Secondo le notizie riportate dai quotidiani francesi, gli agenti del nucleo anti truffa avrebbero sequestrato numerosi PC dagli uffici della Renault. In seguito all’esplosione del caso dieselgate, l’azienda francese aveva dichiarato di avere immesso nel bilancio una voce di 50milioni di euro per poter mettere in linea i livelli di emissione delle sue vetture, ma stando ai controlli effettuati e alle ricerche in corso la manovra potrebbe non avere avuto luogo, portando la casa automobilistica a registrare irregolarità su questo fronte.

Nel frattempo il titolo Renault ha perso il 10% in borsa in seguito alla diffusione della notizia e il settore automobilistico è in uno stato di decisa tensione. Si tratta di un periodo buio per le auto in Europa e in tutto il mondo, anche per l’italiana FCA, che attualmente si trova in difficoltà sulle quotazioni della borsa milanese, a causa dell’accusa di avere falsificato le vendite negli Stati Uniti e al crollo delle stesse in terra di Russia.

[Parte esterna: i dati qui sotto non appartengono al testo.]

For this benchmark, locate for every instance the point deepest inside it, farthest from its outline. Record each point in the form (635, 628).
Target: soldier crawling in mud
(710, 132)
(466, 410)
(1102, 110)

Per quanto riguarda il caso Renault, molti sono stati gli stabilimenti perquisiti in questi giorni dalle forze dell’ordine, fra i quali il centro ingegneristico di Lardy a sud di Parigi e l’importante tecnocentro di Guyancourt. La casa madre ha confermato che le perquisizioni hanno avuto luogo, ma ha dichiarato di aver rispettato tutti i test che erano stati richiesti dal ministro dell’ambiente Ségolène Royal, i quali non avevano evidenziato frodi di sorta nei loro risultati.